I guess that's why I'll use flexible pond liner for the pond in my new house.



Anyway, here's the happy construction crew after a long day's work.

----------


## Anonymous Coward

Coming right along.


It looks to me like the water source will be the big pond behind. They're using big 2" pipe. It also looks like the small concrete pond will overflow back into the big pond. Maybe they're doing this to aerate the water in the big pond?

----------


## Spin

> develop some cracks which will leak like a sieve.


Khun Thai assumes leaks are a minor technicality to be fixed as and when or if they occur.

Maybe they will use a flexible pond liner inside the non re-inforced concrete structure?   :Roll Eyes (Sarcastic):

----------


## Anonymous Coward



----------


## The_Dude

Looks very nice (for now). great pics, can't wait to see it's completion. :dev+ang:  

The Dude.

----------


## Anonymous Coward

Ms. AC has a chat with Turf Man. He's installing the turf, the pumps and the sprinkler system


Looks pretty nice and seems to be holding water.


The turf will cover the bare ground. You can see some of the blue pipe for the sprinklers.

The guy had two submersible pumps. A big one with a two inch outlet for the waterfall and a small one with a half inch outlet for the sprinklers. I think both will pump out of the big pond in back.

----------


## Anonymous Coward

This thing is looking pretty good; especially considering it was all done in one week. Now the turf and sprinklers are in. Next step, I guess, is to fire up the pumps and see how it looks with water flowing:

----------


## Chris

Good photos AC... it looks a nice pond and garden being created.

----------


## bulldog

Where is this pond

----------


## Anonymous Coward

> Where is this pond


On Mukkamontri across from Wat Sri Sala Loeng. If you take the road north from Homeland you turn right on Mukkamontri and go about half a kilometer.

----------


## flash

> Where is this pond


What is a pond?

----------


## Anonymous Coward

> What is a pond?


Has this now become a Zen thread?

----------


## Anonymous Coward

They turned on the pumps for the first time today. It actually looks very nice:








The turf has been extended to cover almost the entire block of land.

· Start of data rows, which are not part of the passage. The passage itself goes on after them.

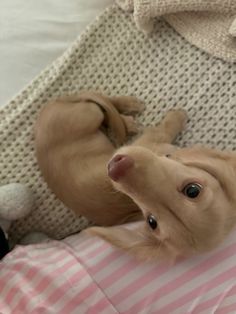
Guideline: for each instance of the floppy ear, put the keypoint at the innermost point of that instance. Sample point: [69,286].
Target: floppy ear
[139,242]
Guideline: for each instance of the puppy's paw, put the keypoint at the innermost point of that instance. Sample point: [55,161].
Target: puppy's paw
[131,125]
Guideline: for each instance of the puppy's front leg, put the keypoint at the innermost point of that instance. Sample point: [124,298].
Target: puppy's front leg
[166,132]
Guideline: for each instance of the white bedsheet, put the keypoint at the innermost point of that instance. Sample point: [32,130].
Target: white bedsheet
[34,33]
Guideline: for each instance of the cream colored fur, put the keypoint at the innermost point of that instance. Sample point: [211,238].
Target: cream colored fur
[73,154]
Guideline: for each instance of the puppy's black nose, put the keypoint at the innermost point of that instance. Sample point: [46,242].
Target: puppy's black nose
[119,165]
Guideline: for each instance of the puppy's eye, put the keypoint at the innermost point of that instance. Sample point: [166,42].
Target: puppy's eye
[192,190]
[151,220]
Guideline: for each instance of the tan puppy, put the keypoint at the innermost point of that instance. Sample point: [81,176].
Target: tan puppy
[186,196]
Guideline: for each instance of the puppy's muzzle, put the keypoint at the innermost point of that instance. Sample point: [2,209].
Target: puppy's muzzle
[119,165]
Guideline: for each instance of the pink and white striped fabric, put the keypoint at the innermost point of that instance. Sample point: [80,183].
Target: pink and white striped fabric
[83,274]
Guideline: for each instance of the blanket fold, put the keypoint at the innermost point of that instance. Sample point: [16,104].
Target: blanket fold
[191,18]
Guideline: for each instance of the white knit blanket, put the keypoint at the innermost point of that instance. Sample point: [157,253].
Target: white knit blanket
[208,24]
[113,56]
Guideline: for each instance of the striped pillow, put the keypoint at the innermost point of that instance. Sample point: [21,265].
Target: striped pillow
[84,274]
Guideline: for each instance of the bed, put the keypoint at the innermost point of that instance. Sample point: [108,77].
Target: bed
[83,274]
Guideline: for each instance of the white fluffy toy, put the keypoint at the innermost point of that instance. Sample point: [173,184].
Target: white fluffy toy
[16,201]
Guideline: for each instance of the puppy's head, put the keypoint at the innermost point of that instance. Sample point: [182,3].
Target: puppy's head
[187,200]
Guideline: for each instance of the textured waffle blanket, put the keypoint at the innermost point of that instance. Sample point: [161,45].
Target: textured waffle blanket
[113,56]
[84,274]
[208,24]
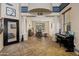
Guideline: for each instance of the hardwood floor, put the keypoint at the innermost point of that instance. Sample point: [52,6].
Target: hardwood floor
[35,47]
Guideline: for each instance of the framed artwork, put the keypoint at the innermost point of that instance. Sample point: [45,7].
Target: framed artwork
[10,11]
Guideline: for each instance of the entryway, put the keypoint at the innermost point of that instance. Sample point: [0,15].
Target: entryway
[11,31]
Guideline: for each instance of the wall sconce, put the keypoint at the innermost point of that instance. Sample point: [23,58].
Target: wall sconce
[1,26]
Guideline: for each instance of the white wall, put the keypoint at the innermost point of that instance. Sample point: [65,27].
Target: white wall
[14,6]
[40,5]
[74,16]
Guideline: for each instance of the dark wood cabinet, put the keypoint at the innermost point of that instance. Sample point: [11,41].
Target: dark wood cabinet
[66,40]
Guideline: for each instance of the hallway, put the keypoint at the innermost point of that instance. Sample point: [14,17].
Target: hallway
[35,47]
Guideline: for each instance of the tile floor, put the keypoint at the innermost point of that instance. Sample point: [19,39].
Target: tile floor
[35,47]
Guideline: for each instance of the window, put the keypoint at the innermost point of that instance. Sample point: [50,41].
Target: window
[24,9]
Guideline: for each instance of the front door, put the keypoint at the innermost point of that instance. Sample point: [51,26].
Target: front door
[11,31]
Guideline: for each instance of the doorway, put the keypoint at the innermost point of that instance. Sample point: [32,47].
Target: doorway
[11,31]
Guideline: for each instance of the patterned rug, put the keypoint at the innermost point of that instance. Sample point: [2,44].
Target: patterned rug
[35,47]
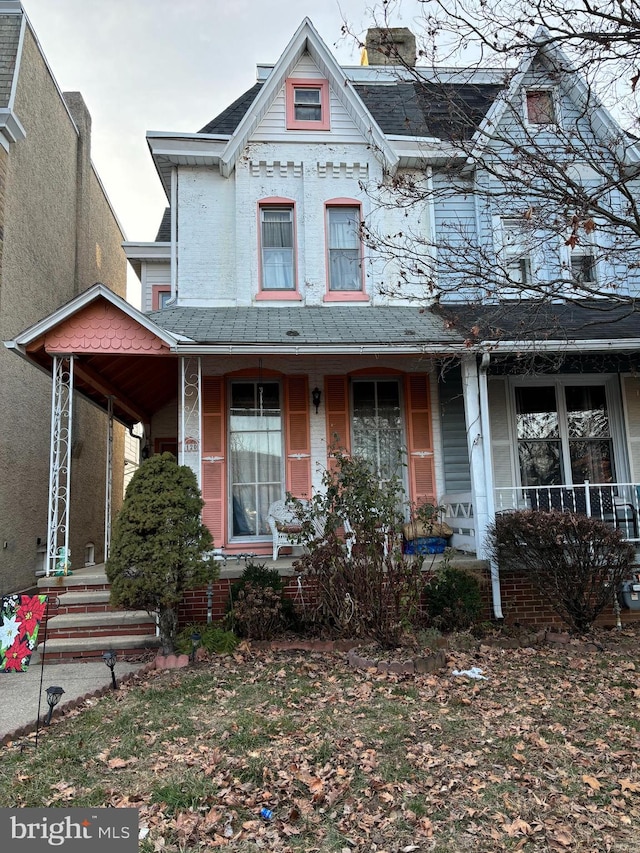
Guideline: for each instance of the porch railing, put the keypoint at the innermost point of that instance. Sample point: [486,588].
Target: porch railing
[617,504]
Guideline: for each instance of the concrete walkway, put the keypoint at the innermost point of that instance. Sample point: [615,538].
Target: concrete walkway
[19,691]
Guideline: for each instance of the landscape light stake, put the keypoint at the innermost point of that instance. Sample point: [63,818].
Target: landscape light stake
[195,642]
[53,697]
[110,659]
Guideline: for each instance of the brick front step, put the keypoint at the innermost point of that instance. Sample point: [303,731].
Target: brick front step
[82,601]
[110,619]
[82,624]
[66,649]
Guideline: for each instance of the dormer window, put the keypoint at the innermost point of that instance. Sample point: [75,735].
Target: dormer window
[540,107]
[307,104]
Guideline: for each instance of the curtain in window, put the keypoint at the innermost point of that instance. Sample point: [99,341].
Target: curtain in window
[344,249]
[277,250]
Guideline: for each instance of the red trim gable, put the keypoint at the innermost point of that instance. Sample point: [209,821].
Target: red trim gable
[102,328]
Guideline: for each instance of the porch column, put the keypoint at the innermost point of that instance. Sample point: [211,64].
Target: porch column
[60,463]
[190,416]
[480,463]
[108,487]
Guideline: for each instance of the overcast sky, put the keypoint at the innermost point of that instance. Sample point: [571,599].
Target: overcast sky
[172,65]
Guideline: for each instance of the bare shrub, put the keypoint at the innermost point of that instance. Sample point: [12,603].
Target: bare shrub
[574,561]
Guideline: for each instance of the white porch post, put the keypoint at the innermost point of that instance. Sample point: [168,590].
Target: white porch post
[60,461]
[476,408]
[190,416]
[108,487]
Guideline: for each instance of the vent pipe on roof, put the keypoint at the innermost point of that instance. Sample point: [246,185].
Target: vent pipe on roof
[390,46]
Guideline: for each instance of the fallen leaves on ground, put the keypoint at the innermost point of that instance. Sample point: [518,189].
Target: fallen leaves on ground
[540,757]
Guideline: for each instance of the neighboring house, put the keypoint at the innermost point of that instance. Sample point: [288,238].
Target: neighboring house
[269,332]
[58,234]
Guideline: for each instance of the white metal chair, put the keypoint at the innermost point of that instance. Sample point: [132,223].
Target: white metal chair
[285,526]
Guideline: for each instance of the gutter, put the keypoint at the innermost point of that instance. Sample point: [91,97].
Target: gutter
[491,509]
[185,347]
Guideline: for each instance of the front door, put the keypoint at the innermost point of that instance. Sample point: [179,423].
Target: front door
[377,427]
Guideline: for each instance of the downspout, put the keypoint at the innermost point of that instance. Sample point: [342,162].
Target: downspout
[174,234]
[486,442]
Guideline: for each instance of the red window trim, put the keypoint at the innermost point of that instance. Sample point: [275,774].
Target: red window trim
[343,295]
[325,118]
[271,295]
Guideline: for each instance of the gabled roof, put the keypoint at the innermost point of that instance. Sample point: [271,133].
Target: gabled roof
[312,329]
[548,50]
[228,120]
[93,293]
[307,40]
[402,108]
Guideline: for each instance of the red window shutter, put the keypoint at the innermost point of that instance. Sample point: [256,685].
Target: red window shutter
[297,437]
[336,404]
[421,461]
[213,445]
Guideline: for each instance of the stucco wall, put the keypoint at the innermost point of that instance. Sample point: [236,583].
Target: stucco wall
[45,262]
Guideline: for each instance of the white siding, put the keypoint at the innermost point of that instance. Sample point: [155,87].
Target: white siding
[631,405]
[501,444]
[273,126]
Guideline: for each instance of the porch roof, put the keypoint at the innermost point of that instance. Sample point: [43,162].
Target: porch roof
[313,328]
[588,325]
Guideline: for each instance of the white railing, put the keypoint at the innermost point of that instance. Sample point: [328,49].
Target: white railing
[457,512]
[617,504]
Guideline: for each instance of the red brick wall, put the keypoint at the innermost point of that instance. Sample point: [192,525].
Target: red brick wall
[521,604]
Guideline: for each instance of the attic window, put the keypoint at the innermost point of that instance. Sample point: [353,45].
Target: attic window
[307,104]
[540,108]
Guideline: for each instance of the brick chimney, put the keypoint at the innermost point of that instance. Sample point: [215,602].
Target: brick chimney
[391,46]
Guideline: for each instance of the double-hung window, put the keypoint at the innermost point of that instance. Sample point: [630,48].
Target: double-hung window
[344,248]
[540,107]
[564,433]
[307,104]
[583,264]
[277,248]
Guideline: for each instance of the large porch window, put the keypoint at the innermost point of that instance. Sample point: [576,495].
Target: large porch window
[377,428]
[255,451]
[564,434]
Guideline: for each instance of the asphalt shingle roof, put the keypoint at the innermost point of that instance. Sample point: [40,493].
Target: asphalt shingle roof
[590,320]
[229,119]
[405,109]
[306,325]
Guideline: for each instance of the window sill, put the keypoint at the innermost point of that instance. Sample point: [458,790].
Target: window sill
[278,296]
[346,296]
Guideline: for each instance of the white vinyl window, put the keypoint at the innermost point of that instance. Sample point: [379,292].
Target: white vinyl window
[344,248]
[564,432]
[278,267]
[583,265]
[255,454]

So, there's no room for the songtaews to park anymore.

----------


## Scooter

How much do you reckon that would cost then? Just the pond not the turf or plants.

----------


## Anonymous Coward

The waterfall pictured above was on exactly once; the day after it was finished when some officials showed up. As far as I can tell it has not flowed a single drop since that day a few weeks ago....

----------


## Bung

Whats the go with lining a pond? I am thinking about digging another big dam (about 1 rai) and want it deep. i would like to know if it is worth lining it or will it cost a fortune?

----------


## Bung

^^ Ha ha. looks like the songtaew posse has kicked up?

----------


## Anonymous Coward

> Whats the go with lining a pond? I am thinking about digging another big dam (about 1 rai) and want it deep. i would like to know if it is worth lining it or will it cost a fortune?


I think we were quoted 30 baht a meter for HDPE that is two meters wide. About the same for PVC that is one meter wide.

----------


## Bung

Not bad...Would they come and do everything for that price like the welding etc? I'm guessing it would make a big difference to the water quality. I want to build a big dam and use the water around the farm as well as keep a lot of fish in tit.

----------


## Anonymous Coward

> Not bad...Would they come and do everything for that price


No, that's just for the material. You might get a better price if you're buying as much as you'd need to line a one rai pond.

----------